You can cut your risk of a sluggish thyroid in half by avoiding the chemicals (PFAS) that are used to make grease-proof food packages, such as pizza boxes, hamburger wrappers, and popcorn bags. PFAS sneak into food when packaging is heated, so putting take-out food on plates before warming could cut your exposure by 30 percern. Tip: Yale University researchers say eating home-cooked meals most days of the week could drop your exposure by 63 percent!

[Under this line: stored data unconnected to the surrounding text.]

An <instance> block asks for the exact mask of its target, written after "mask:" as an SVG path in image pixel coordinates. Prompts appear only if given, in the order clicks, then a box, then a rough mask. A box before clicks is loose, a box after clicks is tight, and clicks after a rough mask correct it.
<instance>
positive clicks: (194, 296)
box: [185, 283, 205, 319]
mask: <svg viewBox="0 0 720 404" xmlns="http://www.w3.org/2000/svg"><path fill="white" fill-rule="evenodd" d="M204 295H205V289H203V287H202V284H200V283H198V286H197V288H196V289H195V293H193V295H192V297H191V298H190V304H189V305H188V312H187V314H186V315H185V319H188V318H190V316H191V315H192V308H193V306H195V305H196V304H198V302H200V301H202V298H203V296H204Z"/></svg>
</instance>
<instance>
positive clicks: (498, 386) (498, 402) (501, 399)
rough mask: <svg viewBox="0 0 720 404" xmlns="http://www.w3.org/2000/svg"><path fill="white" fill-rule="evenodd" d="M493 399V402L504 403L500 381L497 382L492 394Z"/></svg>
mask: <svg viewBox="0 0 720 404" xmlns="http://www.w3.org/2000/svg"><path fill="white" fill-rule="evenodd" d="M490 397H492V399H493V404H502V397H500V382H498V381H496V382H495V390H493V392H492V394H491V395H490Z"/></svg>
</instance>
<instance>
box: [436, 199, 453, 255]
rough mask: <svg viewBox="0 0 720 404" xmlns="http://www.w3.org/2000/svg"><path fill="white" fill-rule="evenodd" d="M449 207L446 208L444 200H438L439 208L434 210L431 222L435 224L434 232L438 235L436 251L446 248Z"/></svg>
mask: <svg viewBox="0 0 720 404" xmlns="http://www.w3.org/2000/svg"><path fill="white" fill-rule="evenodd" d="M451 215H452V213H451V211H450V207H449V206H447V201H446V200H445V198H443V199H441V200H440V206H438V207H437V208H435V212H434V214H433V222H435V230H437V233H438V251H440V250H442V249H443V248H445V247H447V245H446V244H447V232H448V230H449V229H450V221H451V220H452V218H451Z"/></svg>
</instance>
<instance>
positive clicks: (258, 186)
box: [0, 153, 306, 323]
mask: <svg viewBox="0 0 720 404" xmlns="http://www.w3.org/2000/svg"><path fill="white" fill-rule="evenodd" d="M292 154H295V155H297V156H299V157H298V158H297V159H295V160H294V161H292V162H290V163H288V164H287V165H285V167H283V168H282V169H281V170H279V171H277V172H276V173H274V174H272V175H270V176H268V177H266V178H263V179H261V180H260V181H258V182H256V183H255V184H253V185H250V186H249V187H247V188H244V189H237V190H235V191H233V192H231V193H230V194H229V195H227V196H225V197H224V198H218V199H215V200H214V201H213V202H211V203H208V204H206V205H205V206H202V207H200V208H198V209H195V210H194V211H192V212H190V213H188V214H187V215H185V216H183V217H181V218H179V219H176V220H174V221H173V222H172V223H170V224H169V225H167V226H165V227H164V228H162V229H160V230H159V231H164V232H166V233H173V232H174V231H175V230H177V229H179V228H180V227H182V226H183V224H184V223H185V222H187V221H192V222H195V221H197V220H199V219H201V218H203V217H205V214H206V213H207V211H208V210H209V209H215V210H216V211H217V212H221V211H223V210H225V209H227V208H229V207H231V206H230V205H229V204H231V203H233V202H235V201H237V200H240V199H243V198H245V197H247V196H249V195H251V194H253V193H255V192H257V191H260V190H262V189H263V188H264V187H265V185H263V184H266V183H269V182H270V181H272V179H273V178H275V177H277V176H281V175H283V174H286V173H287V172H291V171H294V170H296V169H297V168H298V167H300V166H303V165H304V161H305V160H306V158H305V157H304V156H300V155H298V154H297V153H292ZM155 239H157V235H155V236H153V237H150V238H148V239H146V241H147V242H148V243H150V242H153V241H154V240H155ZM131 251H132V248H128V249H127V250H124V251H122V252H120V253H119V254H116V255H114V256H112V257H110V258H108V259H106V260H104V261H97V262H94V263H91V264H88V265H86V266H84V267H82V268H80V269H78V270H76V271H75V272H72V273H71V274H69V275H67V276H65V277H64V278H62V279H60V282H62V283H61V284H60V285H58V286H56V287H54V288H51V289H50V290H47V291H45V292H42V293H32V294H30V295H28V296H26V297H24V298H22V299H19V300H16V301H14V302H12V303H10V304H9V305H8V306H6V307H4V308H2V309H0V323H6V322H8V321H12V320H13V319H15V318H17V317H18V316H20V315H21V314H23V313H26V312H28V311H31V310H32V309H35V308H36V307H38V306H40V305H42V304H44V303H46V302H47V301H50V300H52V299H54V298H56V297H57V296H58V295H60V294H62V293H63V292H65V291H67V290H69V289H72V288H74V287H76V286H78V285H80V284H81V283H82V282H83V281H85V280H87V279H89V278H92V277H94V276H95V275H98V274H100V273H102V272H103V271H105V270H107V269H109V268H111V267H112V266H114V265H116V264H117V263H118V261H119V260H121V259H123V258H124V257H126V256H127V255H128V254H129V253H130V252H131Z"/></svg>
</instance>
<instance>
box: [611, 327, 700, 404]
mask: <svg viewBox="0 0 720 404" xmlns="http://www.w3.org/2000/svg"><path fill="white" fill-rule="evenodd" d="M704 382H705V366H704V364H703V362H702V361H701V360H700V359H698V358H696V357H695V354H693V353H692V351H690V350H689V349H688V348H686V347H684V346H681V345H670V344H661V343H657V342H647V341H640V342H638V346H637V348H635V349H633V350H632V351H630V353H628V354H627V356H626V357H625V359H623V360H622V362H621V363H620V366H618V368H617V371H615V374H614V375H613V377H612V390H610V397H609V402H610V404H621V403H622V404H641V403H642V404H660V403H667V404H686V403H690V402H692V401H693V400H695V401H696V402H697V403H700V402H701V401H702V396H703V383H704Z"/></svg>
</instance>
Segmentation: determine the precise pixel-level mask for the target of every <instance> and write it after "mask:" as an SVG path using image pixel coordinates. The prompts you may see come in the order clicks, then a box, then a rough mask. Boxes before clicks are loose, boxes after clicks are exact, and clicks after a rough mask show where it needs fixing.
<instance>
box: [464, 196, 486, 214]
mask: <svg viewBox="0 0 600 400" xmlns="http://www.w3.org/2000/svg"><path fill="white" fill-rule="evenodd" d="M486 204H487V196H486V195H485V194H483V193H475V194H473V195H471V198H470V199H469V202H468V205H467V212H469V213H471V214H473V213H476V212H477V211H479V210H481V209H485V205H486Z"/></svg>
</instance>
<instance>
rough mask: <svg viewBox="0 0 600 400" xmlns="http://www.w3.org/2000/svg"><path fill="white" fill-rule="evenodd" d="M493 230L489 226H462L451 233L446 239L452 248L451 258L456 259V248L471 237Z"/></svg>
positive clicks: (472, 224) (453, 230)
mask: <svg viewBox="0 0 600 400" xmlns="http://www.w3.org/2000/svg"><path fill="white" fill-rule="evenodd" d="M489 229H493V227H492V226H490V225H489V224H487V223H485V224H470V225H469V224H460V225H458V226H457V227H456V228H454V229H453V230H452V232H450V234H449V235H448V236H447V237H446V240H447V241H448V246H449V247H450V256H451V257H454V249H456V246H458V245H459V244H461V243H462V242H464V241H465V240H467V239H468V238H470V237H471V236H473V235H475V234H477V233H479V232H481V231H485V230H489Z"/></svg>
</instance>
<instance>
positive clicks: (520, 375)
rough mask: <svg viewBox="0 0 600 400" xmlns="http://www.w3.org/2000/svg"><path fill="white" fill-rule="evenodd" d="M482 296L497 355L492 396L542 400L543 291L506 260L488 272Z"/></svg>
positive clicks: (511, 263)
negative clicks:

Turn on relaxing background music.

Japanese researchers say soothing tunes cut your levels of thyroid- rattling stress hormones by 46 percent and restore your thyroid hormones to healthier levels in 10 days.

Munch on a nut.

Eating one Brazil nut daily will increase your thyroid’s production of its most energizing hormone (T3) by as much as 82 percent, Swedish researchers say. Explains nutritionist Denise Mafra, Ph.D., each Brazil nut contains 68 to 90 micrograms of selenium, which helps your thyroid convert its weaker hormone into the much stronger T3.

Read in bed.

Cozying up under the covers to read for 20 minutes before lights-out can make your thyroid (and you!) 35 percent perkier in five days. That’s the word from British researchers, who say bedtime reading makes your production of a thyroid-aging stress hormones plunge by 68 percent.

Remember a multi.

According to a study in the Journal of the American College of Nutrition, multivitamins can make a winter-weary thyroid 22 percent more active in one week. Explains study co-author Ali Keshavarz, Ph.D., multis contain almost a dozen thyroid-nourishing nutrients. Note: Check with a doctor before supplementing.